Technology moves fast! At the same time, the old becomes new.
When we talk about microservices architectures, we’ve come to realize that the organization and communication structures of your teams greatly influence the design of your technology systems. When we actually start implementing these architectures, we find that we’re knee deep in distributed systems. We also find that lots of technology and lots of the methodologies of yesterday and the day before have greatly contributed to this evolution in which we’ve found ourselves. In many ways, we may be at the beginning of a yet new evolutionary cycle with Lambda/Function as a service style applications, but I don’t want to distract too much here.

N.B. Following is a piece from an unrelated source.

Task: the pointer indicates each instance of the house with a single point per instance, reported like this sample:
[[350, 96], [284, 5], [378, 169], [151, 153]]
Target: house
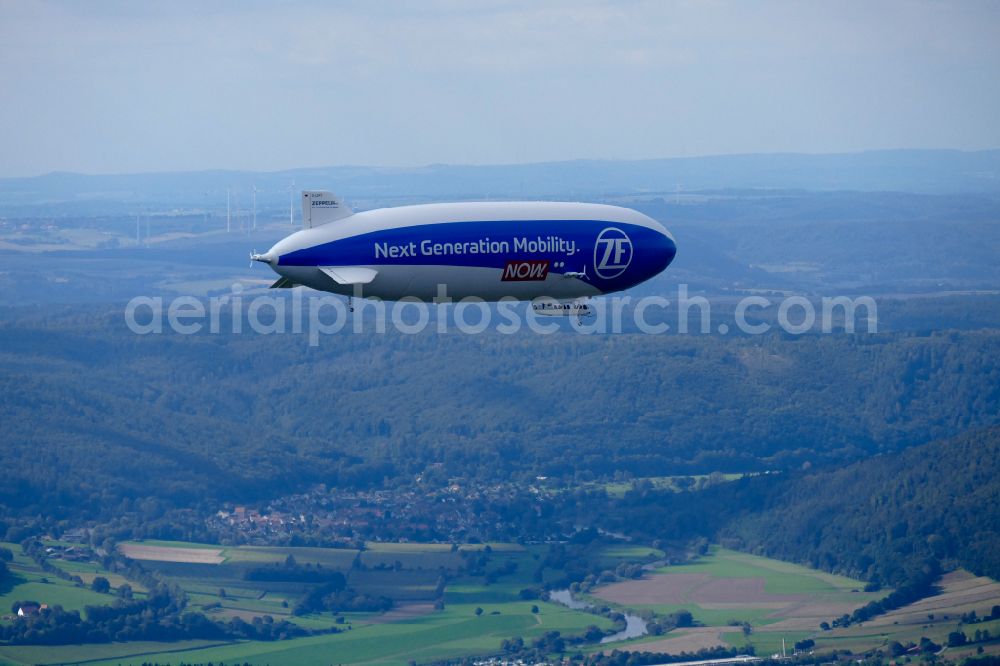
[[28, 609]]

What I’ve observed recently is that we’re finding new ways to iterate and improve on what we called microservices just a few years ago. Maybe I should rephrase that. What we’re doing isn’t really new by any stretch. Maybe we’re just finding more elegant solutions to some of those old problems?
When building microservices, we really just diving deeper into distributed systems – a topic that’s been studied in technology for >40 years and has deep rootes in complex adaptive systems theory which has been around much longer. But from a technology stand point some of the things we need to solve for these types of systems are things we hear about quite a bit:
- service discovery
- load balancing
- routing / adaptive routing
- health checking
- circuit breaking
- latency tracing
- service causal tracing
- distributed logging
- metrics exposure, collection
I may have missed some – feel free to reach out (@christianposta) anytime if you think I’ve missed something glaring there.
Netflix and other internet companies have been AMAZING at revealing some of the things they’ve done to solve some of these problems (like opensourcing their software, or writing papers). What they implemented (pick a compnay, story is the same) they had to implement from scratch because there wasn’t anything like it out there. But privately, each would tell you that they’d love another shot at redoing it because they’d change some things.
What I’m really excited about is that in some cases we’re starting to see that. We’re starting to see the next wave of technologies that help solve some of those problems, but in a more elegant way.
For example, Kubernetes is Google’s and Red Hat’s (each) 3rd time at building a platform with a set of application-level primitives for running cloud-native applications that have been built on containers. There were previous iterations (either at Google, or in opensource), but Kubernetes has greatly simplified doing things like service discovery, scaling, deployments etc. Building simple things is not easy. And seems like others in the community agree as Kubernetes is the hotest project on github right now with over 1000 committers. That’s insane! If Kubernetes was around 5 years ago, you’d not see as many of these “microservices” frameworks solving service-discovery, deployment, failover, load balancing, etc.
Another example is something like circuit breaking. Anyone can write a circuit breaker (and many have). Netflix even released their circuit breaker (the Hystrix library) as OSS. The hystrix circuit breaker library gets used by an application to implement that functionality when it makes outgoing network calls and wants to protect itself from downstream anomalies and try to contain the blast radius of failures. The drawback to this (for circuit breaking, service discovery, tracing, metrics, and the list goes on) is that it’s incumbent upon the developer to pull in the right libraries and actually get all of these things right. That’s really hard.
I’m really loving a different way to solve this. What we’d really like is to not make our applications more complicated with more libraries/frameworks and hope that each developer uses them / applies them properly across projects or even more importantly, across programming languages. Trying to maintain many different implementations of the same thing across developers across projects is just madness.
The “more elegant” way of doing this, IMHO, is put these things in a client-side proxy that gets deployed as a “sidecar” with your application. A great little project that helps with this is the Envoy project from Lyft. Envoy is a very small, C++ client-proxy that handles things like circuit breaking/bulkheading/service discovery/metrics collection/tracing etc. This means a single Envoy proxy gets deployed alongside each application (1-1). This allows the apps to take advantage of this functionality regardless of what programming language. The app basically talks to other services through “localhost” and Envoy does all of the proxying to the actual service. It knows how to find the backend services, do adaptive routing, retries, tracing, throttling, etc. And as a developer, I can keep my application code clean and get all of these conveniences for free.
Lastly, building microservices with REST is definitely de-facto. Stand up a service, expose a REST endpoint and use that for all interactions/integrations between services. I’m seeing two things about this that’s not “new” per-se, but it’s evolving into something a bit more elegant. Some of the problems with REST at scale include tracking breaking changes between services, understanding type-safety across services, and that there’s considerable overhead when compared to alternative binary RPC style services (at least with HTTP 1.x). What I’m excited about is that things like non-blocking communication frameworks (ie, RxJava, Vert.x), asynchronous communication patterns (I’m a messaging guy at heart!), and even things like RPC (yay gRPC!) are becoming more elegant.
I guess what I’m excited about is the new tools that are coalescing in the open-source community (just checkout Kubernetes community!!) that further improve the experience of building applications by pushing more of the complicated stuff down a layer (and implementing it with best-of breed technology).